There are wider concerns about the unprecedented pressure on and vulnerability of the NHS, which marks its 75th anniversary on Wednesday. While waiting lists continue to rise, the health service is also facing strikes from junior doctors and consultants later this month.

Prof Philip Banfield, the leader of the British Medical Association, warned on Tuesday that most frontline medics believed ministers were seeking to “destroy the NHS” because they have starved it of cash and mistreated its staff.

UKHSA, launched by the then health secretary, Matt Hancock, in March 2021, had the aim of being a global leader in public health and dealing with threats from pandemics, outbreaks, vaccination programmes, weather-related health problems, the risk of nuclear harm, local health protection teams and mpox (formerly known as monkeypox).

However, the committee of MPs said it was established without a proper budget, lacking good governance and without even some of the most basic financial controls.

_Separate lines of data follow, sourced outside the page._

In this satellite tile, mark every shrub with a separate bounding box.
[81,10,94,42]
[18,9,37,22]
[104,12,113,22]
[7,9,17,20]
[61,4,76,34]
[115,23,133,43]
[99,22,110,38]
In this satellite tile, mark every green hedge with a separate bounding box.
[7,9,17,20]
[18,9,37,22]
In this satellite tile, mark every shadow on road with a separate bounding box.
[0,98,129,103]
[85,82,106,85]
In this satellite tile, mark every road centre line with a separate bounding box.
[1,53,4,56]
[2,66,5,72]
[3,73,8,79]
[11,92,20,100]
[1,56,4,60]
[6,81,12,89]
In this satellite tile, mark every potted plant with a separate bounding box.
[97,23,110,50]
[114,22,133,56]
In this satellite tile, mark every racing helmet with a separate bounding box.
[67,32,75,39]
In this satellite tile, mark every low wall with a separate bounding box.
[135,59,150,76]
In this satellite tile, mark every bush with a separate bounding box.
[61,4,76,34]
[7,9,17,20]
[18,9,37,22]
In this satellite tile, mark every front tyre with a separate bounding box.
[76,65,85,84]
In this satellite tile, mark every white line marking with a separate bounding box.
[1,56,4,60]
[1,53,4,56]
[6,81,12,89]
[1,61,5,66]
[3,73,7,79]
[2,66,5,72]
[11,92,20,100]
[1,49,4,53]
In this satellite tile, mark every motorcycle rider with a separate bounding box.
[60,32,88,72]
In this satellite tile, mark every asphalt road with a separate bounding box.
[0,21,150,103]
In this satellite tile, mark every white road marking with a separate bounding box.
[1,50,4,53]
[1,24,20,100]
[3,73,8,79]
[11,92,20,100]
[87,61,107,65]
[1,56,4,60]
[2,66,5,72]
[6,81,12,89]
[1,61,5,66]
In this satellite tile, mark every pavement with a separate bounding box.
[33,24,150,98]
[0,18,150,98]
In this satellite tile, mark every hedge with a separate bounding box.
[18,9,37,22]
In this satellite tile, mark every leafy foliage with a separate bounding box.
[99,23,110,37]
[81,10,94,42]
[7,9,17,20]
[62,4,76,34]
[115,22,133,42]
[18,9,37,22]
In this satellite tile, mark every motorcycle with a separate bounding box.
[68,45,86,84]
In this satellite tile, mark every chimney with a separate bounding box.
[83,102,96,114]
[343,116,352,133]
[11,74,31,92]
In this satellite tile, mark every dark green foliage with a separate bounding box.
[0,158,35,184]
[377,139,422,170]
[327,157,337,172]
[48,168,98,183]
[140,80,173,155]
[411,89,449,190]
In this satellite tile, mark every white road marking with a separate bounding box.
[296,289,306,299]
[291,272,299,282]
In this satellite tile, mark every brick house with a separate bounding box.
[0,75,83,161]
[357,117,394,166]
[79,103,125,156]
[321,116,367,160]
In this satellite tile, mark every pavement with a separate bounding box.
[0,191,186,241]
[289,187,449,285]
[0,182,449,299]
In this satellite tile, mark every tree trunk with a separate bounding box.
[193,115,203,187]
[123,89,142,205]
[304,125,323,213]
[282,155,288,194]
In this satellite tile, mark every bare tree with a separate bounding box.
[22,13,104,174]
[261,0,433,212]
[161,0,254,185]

About £3.3bn of stock could not be accounted for by UKHSA.

Hillier said it was “completely staggering that an organisation envisaged as a foundation stone of our collective security was established with a leadership hamstrung by a lack of formal governance, and financial controls so poor that billions of pounds in NHS test and trace inventory can no longer be properly accounted for”.

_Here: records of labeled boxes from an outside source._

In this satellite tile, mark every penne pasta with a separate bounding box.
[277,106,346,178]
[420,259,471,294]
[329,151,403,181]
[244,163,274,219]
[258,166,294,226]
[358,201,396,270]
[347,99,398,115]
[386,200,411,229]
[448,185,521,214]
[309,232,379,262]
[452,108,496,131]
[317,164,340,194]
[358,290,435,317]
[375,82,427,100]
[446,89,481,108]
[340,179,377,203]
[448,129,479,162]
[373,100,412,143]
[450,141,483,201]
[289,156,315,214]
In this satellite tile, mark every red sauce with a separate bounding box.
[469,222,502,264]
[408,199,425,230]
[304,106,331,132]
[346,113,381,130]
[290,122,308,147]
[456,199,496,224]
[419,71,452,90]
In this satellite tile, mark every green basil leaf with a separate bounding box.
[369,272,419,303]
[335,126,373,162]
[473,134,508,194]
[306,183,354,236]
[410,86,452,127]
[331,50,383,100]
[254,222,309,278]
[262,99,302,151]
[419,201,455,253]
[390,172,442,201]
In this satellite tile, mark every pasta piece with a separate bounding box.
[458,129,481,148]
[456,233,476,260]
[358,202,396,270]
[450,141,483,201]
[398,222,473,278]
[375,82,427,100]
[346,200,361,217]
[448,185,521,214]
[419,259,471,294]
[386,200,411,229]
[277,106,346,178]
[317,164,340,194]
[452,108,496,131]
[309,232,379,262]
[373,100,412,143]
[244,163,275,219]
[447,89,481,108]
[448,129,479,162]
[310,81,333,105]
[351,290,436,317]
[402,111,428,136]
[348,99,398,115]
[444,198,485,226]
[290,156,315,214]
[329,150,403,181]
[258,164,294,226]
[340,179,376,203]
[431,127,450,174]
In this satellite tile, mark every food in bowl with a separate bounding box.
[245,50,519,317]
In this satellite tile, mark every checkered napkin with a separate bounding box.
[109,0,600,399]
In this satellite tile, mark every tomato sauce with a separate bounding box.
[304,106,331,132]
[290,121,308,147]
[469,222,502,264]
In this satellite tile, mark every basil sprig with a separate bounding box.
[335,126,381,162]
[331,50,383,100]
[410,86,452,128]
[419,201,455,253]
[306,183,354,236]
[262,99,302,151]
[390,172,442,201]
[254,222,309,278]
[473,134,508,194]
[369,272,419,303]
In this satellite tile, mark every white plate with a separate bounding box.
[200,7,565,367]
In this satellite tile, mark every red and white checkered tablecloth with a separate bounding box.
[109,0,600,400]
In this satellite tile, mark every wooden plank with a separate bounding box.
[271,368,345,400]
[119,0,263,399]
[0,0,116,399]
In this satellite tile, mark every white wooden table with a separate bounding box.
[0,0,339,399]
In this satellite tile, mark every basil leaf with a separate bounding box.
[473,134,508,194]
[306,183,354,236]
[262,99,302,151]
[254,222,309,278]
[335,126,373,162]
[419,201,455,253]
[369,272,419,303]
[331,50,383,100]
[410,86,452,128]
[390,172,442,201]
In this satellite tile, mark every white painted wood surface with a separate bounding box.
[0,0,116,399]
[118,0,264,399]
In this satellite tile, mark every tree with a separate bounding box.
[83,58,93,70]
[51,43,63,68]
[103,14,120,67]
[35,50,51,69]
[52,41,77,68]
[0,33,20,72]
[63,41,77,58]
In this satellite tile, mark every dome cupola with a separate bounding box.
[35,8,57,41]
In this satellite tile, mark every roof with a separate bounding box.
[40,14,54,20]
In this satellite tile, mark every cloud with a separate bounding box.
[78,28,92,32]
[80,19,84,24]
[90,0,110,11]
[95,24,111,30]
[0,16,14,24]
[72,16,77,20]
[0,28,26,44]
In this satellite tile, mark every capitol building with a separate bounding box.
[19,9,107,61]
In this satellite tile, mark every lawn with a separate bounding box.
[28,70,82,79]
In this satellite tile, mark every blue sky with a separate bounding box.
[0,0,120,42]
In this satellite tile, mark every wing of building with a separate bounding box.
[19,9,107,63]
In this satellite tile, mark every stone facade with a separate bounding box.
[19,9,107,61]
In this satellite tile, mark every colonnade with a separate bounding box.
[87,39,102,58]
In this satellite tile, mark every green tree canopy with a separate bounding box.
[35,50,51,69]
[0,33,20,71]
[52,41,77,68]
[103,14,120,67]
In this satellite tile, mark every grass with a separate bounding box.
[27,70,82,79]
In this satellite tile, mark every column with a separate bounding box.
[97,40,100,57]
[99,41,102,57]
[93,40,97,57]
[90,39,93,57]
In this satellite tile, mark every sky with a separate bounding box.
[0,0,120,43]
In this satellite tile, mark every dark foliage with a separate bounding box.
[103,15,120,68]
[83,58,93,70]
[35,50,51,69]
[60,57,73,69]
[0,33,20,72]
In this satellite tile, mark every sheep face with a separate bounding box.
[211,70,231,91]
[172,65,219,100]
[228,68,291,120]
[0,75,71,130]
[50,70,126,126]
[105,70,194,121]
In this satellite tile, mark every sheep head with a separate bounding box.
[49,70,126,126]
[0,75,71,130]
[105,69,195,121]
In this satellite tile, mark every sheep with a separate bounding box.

She added: “It is greatly alarming that there is no clear plan from the government for an emergency stockpile of vaccines, medicines and PPE. Three years after the start of the pandemic, the government still has no proper controls over the PPE stocks it already has.

“This could leave frontline workers exposed in the future to shortages similar to those faced in 2020. For the government not to make serious preparations for any future pandemic would be utterly inexcusable.”

In the past two years, the DHSC has written off £15bn of stock, including £10bn of PPE, £2.6bn of Covid medicine and £2bn of Covid vaccines.

The report said UKHSA had cut almost two-thirds of its staff in the two years as Covid funding was wound down, and its verdict was that it “was set up with financial controls so poor that it cannot be established whether its transactions were applied to the purposes laid out for it by parliament”.

Wes Streeting, the shadow health secretary, said: “While Rishi Sunak was running the Treasury, he burned through £15bn of unusable PPE that is now literally going up in smoke. Under Sunak’s watch, billions of pounds of public money is unaccounted for. The Conservatives have treated taxpayers’ money with utter carelessness. They have failed to learn the lessons of the pandemic and are repeating the same mistakes again.”